The Deadly Hours
By Susanna Kearsley, C.S. Harris, Anna Lee Huber and Christine Trent
The Deadly Hours is an anthology of four historic novellas that follows a cursed gold watch as it wreaks havoc for more than two centuries The watch, known as La Sirène, was purportedly made from gold stolen from a cathedral in Cartagena. It claims it’s first victim in Italy in 1733, causes an outbreak of the plague in Edinburgh in 1831, is potentially behind a series of murders in London in 1870, and finally arrives in Kent in 1944, where more misfortune befalls its owners and those associated with it. The only way to break the curse is for the watch to be exposed to the elements (water, earth, air and fire) in a specific order, a background plot point that is skillfully woven into each story.
Each novella ties in to the one before and includes characters from other books or series the authors have written. While it’s not necessary to have read the series or previous novels to enjoy the novellas, I did at times feel like I was trying to play catch-up as the author incorporated some backstory to tie in their character’s previous adventures (particular for Lady Darby in the second novella, A Pocketful of Death.) The feel of each time period was evocative, although there was, as is to be expected, slight differences in each author’s style. Despite being a historic fiction writer, I was only familiar with Susanna Kearsley prior to purchasing this novel. However, I will be reading more of each of them. I particularly enjoyed the fourth novella, Siren’s Call, by C.S. Harris, that brought the story of the cursed watch full circle.
My only complaint about this novel was the acknowledgments at the end of each novella. Yes, I was aware of the structure prior to starting the book, but I would have preferred to have been able to read from one section to the next, without having to swipe through acknowledgements that pulled me out of the story.
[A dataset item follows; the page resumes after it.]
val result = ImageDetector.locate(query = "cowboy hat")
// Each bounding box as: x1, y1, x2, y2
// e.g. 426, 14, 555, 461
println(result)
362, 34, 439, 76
I’d anticipated a more flowing author collaboration like The Glass Ocean by Beatriz Williams, Lauren Willig and Karen White. However, as complaints go, this is minimal.
My rating system:
5 stars – Wow, I could not stop thinking about this book and/or I wish I’d writtn it.
4 stars – This was an awesome novel, I’d recommend it to friends.
3 stars – This was a good novel, I will look for more by this author.
2 stars – An okay novel, but I probably won’t look for anything else by the author.